Detroit Perfume-Maker Says New Scents Will Help Us Move Past Pandemic

As the “nose” at Sfumato Fragrances, Detroit-based perfume maker Kevin Peterson is creating a smell that sends the message “we’re clean” at his business — and tracing the roots of how we think of cleanliness back to the bubonic plague.

If your house smelled like lemon on a Saturday morning, it was a cleaning day. That smell of fresh citrus isn’t just a novelty — the acidity of lemon makes it an excellent cleaning agent.

“You may think of [scent] as a fashion accessory, but it really can be used to communicate.” — Kevin Peterson, Detroit-based perfume maker

As we move forward in a post-COVID world, however, what will the future of scent be? Will the scent of lemon persist? Will we associate the smell of hand sanitizer with this current global pandemic moving forward?

It’s a question that Detroit-based perfume maker Kevin Peterson has been pondering.
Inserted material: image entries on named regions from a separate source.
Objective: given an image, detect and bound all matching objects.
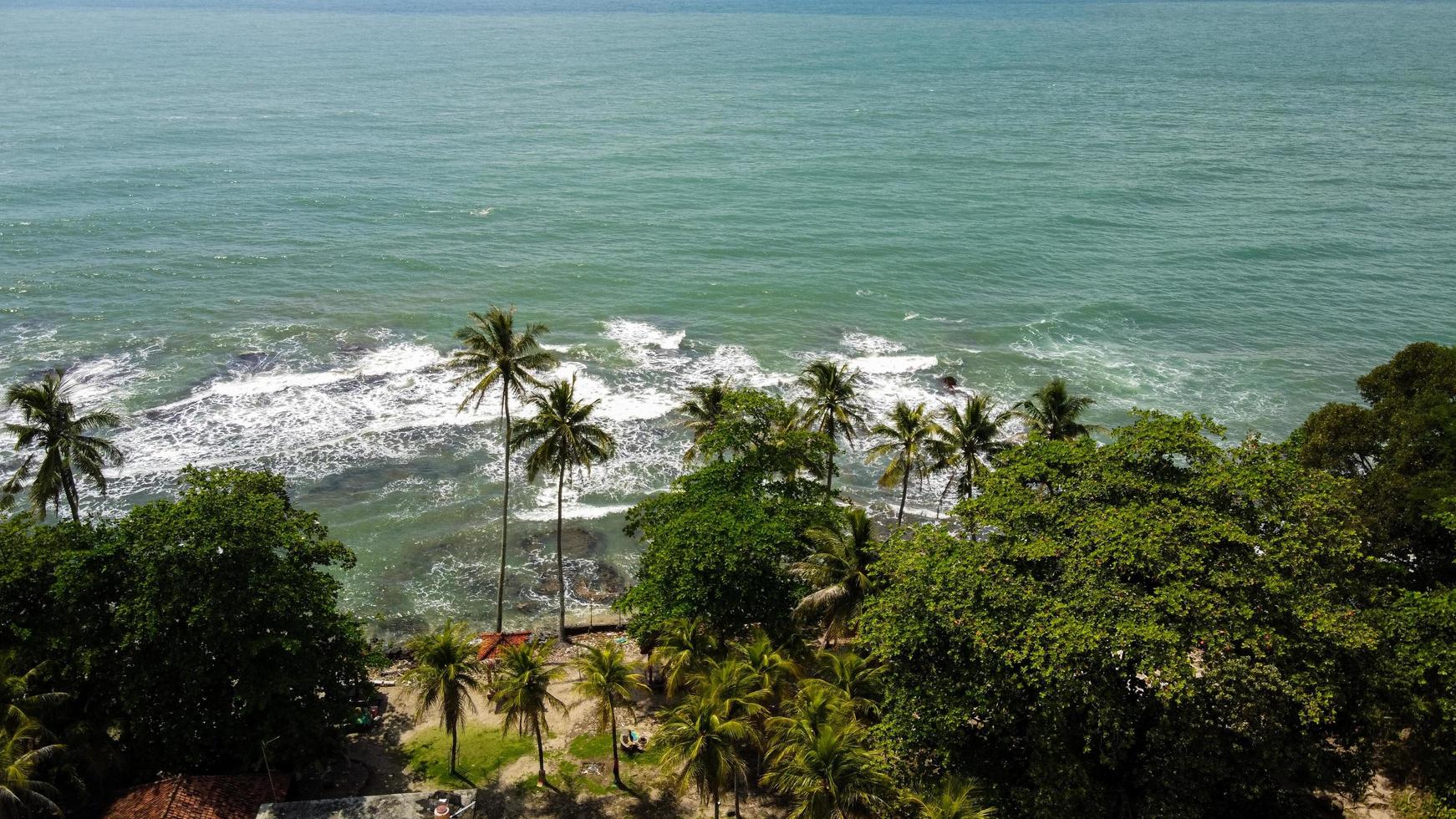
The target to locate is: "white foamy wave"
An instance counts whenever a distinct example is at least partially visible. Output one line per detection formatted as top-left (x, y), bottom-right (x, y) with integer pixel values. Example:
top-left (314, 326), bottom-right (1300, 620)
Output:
top-left (601, 318), bottom-right (687, 349)
top-left (849, 355), bottom-right (938, 374)
top-left (838, 332), bottom-right (906, 355)
top-left (514, 496), bottom-right (632, 522)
Click on the player above to hear how the future of scent can help move society past COVID-19.


Chris Miele
Chris Miele

“We don’t often think of scents as a mode of communication,” says Kevin Peterson, the ‘nose’ at Sfumato Fragrances and co-owner and cocktail ‘scientist’ at Castalia, a scent-infused cocktail lounge in the Cass Corridor (it’s considered the only one of it’s kind in the U.S.) “You may think of it as a fashion accessory, but it really can be used to communicate.” 
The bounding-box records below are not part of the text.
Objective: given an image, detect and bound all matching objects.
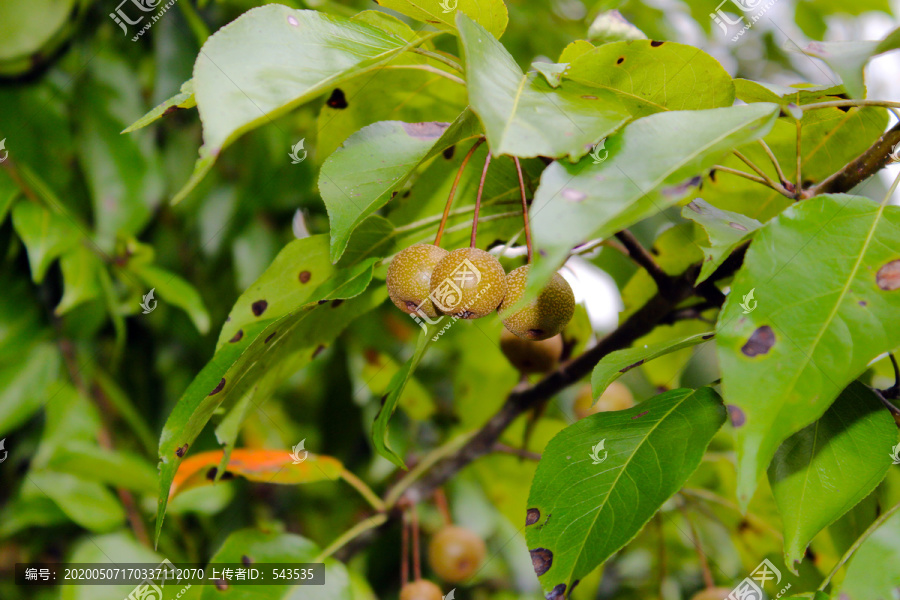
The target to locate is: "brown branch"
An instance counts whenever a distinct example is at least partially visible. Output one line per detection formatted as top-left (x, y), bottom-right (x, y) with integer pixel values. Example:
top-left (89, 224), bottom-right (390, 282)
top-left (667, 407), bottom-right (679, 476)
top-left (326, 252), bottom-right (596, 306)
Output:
top-left (802, 123), bottom-right (900, 198)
Scent has become a focal point as we start to re-examine how we use public spaces and the smells we associate with cleanliness. 
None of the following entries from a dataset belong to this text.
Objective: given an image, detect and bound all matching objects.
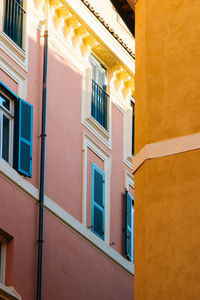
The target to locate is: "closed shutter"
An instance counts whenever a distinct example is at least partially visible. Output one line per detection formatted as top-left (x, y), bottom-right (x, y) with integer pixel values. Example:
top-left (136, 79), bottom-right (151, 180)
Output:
top-left (91, 163), bottom-right (105, 239)
top-left (125, 191), bottom-right (134, 260)
top-left (15, 99), bottom-right (33, 177)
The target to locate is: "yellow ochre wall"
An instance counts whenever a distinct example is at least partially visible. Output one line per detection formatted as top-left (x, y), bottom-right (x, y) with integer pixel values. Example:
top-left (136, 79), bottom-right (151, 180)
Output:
top-left (134, 0), bottom-right (200, 300)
“A lot of our idea of what clean scents are actually goes back to plague times,” says Peterson. “During the bubonic plague in Europe, the predominant theory of how disease spread was that bad smells transmitted it and the way to counteract that was with good smells,” says Peterson. “So things like pine, lemon and rosemary were actually what people used in theory to rid themselves from the plague. Strangely, hundreds of years later, a lot of those ideas are still what dominate our idea of what clean smells like.” 

As businesses and restaurants begin to reopen with newly implemented safe and health regulations, Peterson says that identifying if a place is clean or not will be a “potent form of communication.” 

“You can read a sign that says we [clean] every five minutes, but if you smell that cleanliness, you absorb that information on a much deeper level than reading a sign,” says Peterson.